Hacíamos una pequeña degustación de vino Castello Banfi en la enoteca Chez Moi de Pietrasanta. Un vino de aroma intenso, color púrpura profundo, cuerpo robusto y sabor elegante que perdura largo tiempo en el paladar.
Este pequeño placer se vio interrumpido por una niña que montaba bicicleta feliz en la plaza. Lo hacía mientras cantaba alguna obra aprendida en el coro de su escuela. Aquí sorprendí a mi inconsciente bajo los efectos del vino: «Leí en algún estudio que cantar ayuda a mantener el equilibrio, en especial cuando se aprende a montar en bicicleta», dije (o dijo). Traté de fijar el momento en que leí ese estudio y me llegó a la memoria el libro Singing in the brain, del profesor Erik Scherder (por cierto, muy superior a Musicofilia, de Oliver Sacks), pero igual no estaba seguro de que así fuera. Pensé que era otra broma de mi inconsciente, otro recuerdo inventado de esos que le gusta improvisar. Pero como para que no dudara del estudio, la niña dejó de cantar y justo perdió el equilibrio. Se cayó y empezó a llorar.

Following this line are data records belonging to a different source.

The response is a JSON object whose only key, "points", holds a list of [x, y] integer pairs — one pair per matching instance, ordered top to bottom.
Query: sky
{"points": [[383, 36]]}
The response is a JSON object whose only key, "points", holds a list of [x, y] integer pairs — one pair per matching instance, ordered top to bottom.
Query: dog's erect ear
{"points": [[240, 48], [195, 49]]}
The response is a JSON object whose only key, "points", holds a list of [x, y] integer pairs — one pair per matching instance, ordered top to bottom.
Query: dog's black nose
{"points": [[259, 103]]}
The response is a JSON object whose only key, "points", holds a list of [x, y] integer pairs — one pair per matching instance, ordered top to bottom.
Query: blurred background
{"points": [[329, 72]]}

Ahí recordé otra remota trampa de mi inconsciente. Tenía cerca de 8 años y visitaba la casa de una prima, le habían regalado una bicicleta y le pedí que me la prestara para dar algunas vueltas en el barrio. Me la dieron con toda la confianza de que yo sabía montar bicicleta. No sabía, pero mi inconsciente me traía el recuerdo de que sí sabía.
Empecé a pedalear, me caí, me levanté y me preguntaba que cómo se me había podido olvidar. Así pasé tres horas, hasta que aprendí a hacerlo. Empecé a correr con gran confianza, pero igual me sentía aporreado por tantas caídas. Llegué completamente emparamado de sudor después de tantas vueltas a devolver la bicicleta. Años después, cuando aprendí que montar en bicicleta es de esas cosas que jamás se olvidan, no tuve duda de que había caído (literalmente) en una trampa del inconsciente.

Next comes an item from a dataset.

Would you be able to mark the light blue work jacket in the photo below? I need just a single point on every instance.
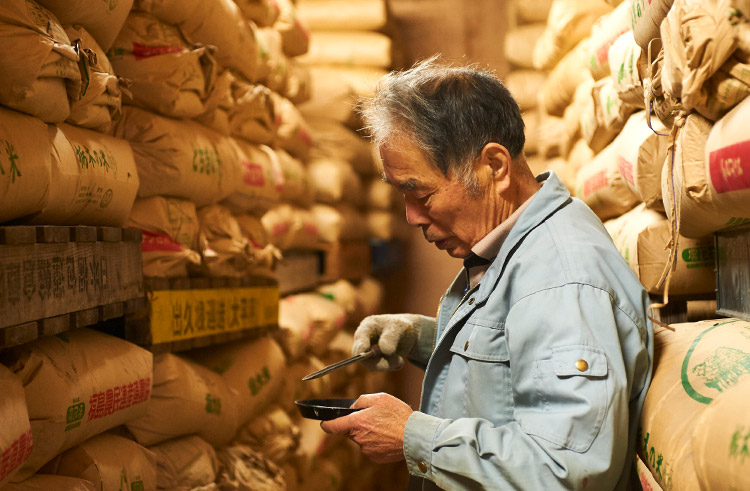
(535, 379)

La madre recogió a la niña y empezó a mimarla. El padre levantó la bicicleta y al poco rato estaba la niña cantando de nuevo y dándole vueltas a la plaza hasta que se marcharon de regreso a casa.
Terminamos la degustación y dejé esa charla conmigo mismo sobre las trampas del inconsciente en suspenso, hasta anoche, cuando volví a tener un sueño largo.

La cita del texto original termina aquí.